Zuletzt Ende 2021 konnte die Welt beobachten, wie wichtig es war, dass südafrikanische Forscher in Echtzeit ihre Erkenntnisse über die Genomdaten der Omikron-Variante teilten – namentlich über die auch durch Deutschland unterstützte Datenbank GISAID (Global Initiative on Sharing All Influenza Data). Aus den Ergebnissen dieser und weiterer Genomsequenzierungen entstand erneut der „Rohstoff“ für die weltweite Forschungsgemeinschaft. Damit wurde ermöglicht, schnell von einer genetischen Sequenz zu Impfstoffdesign und Herstellung zu gelangen. Die ersten angepassten Impfstoffe gegen Omikron sollen ab Frühjahr 2022, also wenige Monate nachdem Informationen zu der neuen Variante bekannt wurden, zur Verfügung stehen. Auch die Pandemieprävention profitiert. Das deutsche Biotechnologieunternehmen Biontech und der britische AI-Spezialist InstaDeep gaben im Januar 2022 bekannt, ein Frühwarnsystem für Virusvarianten entwickelt zu haben (siehe F.A.Z. vom 21. Januar).

Auf Basis der weltweit und zeitnah bereitgestellten DSI-Daten könnte das Gefahrenpotential neuer Varianten innerhalb weniger Tage modelliert werden und Forschern wie Impfstoffentwicklern ein wirksames Instrument an die Hand gegeben werden.
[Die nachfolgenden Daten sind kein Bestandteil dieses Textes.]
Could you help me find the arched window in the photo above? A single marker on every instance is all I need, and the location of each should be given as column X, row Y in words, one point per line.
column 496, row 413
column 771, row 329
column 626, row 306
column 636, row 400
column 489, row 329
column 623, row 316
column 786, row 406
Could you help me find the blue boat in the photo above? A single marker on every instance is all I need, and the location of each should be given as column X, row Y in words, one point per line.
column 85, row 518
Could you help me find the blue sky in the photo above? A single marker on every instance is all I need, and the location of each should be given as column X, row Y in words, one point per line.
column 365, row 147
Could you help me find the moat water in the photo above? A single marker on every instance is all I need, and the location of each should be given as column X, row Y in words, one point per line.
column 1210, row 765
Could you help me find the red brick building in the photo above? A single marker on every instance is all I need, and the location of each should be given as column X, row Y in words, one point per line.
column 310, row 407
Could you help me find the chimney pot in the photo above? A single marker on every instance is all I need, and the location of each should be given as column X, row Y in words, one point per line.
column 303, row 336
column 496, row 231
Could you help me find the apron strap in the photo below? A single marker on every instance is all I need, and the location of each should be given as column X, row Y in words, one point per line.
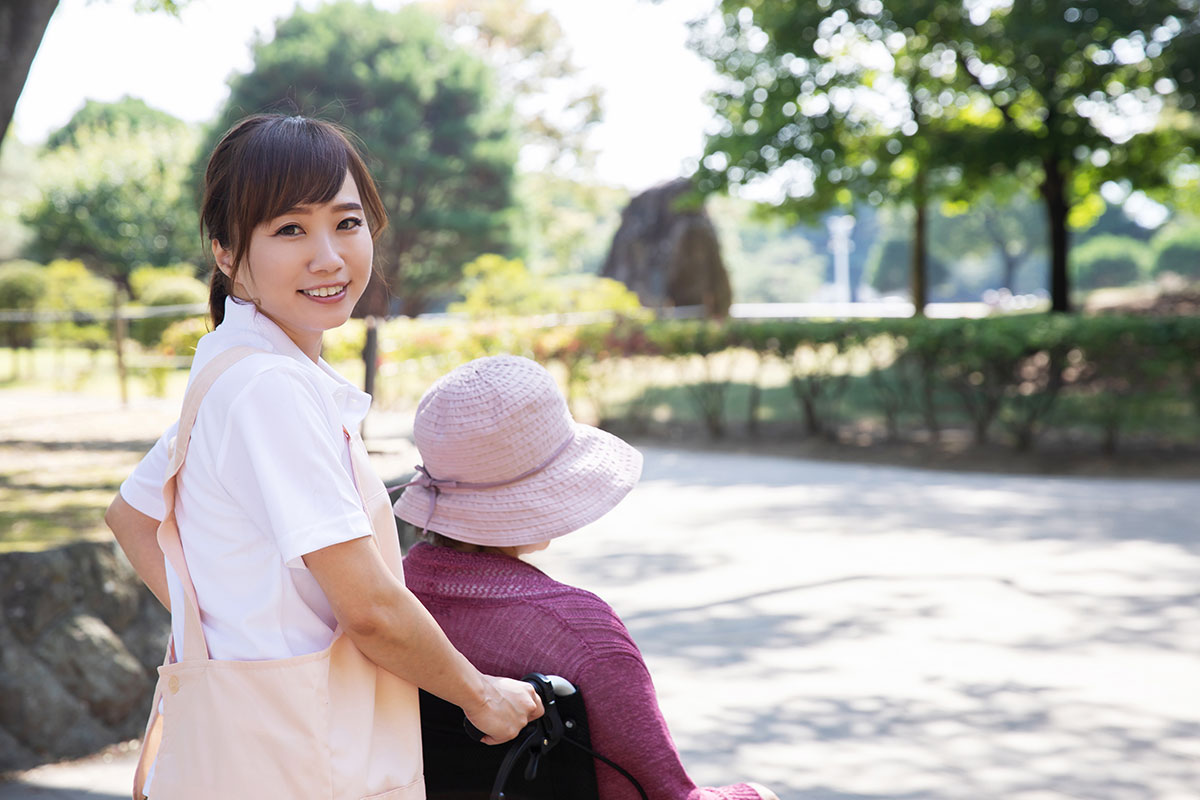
column 195, row 645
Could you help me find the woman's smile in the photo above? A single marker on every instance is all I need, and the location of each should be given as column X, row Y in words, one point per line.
column 334, row 293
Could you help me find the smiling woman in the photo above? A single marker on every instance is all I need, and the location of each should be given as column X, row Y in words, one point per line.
column 305, row 269
column 297, row 648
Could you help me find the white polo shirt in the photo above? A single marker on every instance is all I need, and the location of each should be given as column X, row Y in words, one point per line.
column 267, row 480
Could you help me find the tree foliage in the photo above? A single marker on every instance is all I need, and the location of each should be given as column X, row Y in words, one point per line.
column 555, row 108
column 22, row 28
column 126, row 115
column 117, row 197
column 498, row 287
column 438, row 142
column 844, row 98
column 1179, row 252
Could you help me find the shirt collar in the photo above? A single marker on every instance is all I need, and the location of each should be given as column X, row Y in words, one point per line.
column 245, row 325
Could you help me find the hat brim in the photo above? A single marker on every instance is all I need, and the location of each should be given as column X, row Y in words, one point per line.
column 586, row 481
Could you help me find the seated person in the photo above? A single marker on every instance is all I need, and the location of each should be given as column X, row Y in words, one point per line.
column 505, row 470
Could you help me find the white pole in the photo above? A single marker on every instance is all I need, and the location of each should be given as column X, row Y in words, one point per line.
column 839, row 247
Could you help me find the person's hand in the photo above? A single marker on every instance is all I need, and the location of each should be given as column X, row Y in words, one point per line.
column 763, row 792
column 509, row 707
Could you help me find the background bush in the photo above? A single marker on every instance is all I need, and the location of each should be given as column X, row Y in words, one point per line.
column 1109, row 262
column 1179, row 252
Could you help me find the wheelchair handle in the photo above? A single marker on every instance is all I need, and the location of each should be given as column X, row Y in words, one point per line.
column 547, row 687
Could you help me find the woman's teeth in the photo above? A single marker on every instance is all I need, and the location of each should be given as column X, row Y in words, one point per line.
column 324, row 292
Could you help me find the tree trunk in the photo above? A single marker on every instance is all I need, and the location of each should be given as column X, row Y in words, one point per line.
column 1054, row 192
column 22, row 26
column 919, row 247
column 372, row 306
column 119, row 343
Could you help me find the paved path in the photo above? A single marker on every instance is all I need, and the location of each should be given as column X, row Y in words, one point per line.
column 840, row 631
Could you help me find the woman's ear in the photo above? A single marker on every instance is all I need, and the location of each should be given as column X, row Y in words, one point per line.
column 223, row 257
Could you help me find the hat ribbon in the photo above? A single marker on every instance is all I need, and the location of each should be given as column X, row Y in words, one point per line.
column 438, row 485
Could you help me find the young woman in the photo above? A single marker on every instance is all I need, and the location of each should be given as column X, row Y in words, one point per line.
column 297, row 648
column 505, row 470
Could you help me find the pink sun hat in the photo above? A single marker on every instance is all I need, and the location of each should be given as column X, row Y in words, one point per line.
column 504, row 462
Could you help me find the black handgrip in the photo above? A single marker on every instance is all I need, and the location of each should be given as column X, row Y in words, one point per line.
column 545, row 692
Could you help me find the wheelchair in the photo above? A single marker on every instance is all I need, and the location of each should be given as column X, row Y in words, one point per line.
column 553, row 752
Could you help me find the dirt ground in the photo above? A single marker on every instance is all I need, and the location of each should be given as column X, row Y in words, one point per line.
column 63, row 456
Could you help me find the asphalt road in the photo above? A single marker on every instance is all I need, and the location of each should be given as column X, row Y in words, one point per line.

Genetische Informationen als Basis erfolgreicher Impfstoffentwicklung und Prävention – ohne den weltweiten Austausch wissenschaftlicher Erkenntnisse wäre die Pandemie definitiv verheerender und tödlicher verlaufen. Wie können wir also sicherstellen, dass diese außergewöhnliche internationale Zusammenarbeit und die gemeinsame Nutzung von Daten durch Wissenschaft und Pharmaunternehmen weiterhin Bestand haben? Um es klar zu sagen: Wir können es derzeit nicht.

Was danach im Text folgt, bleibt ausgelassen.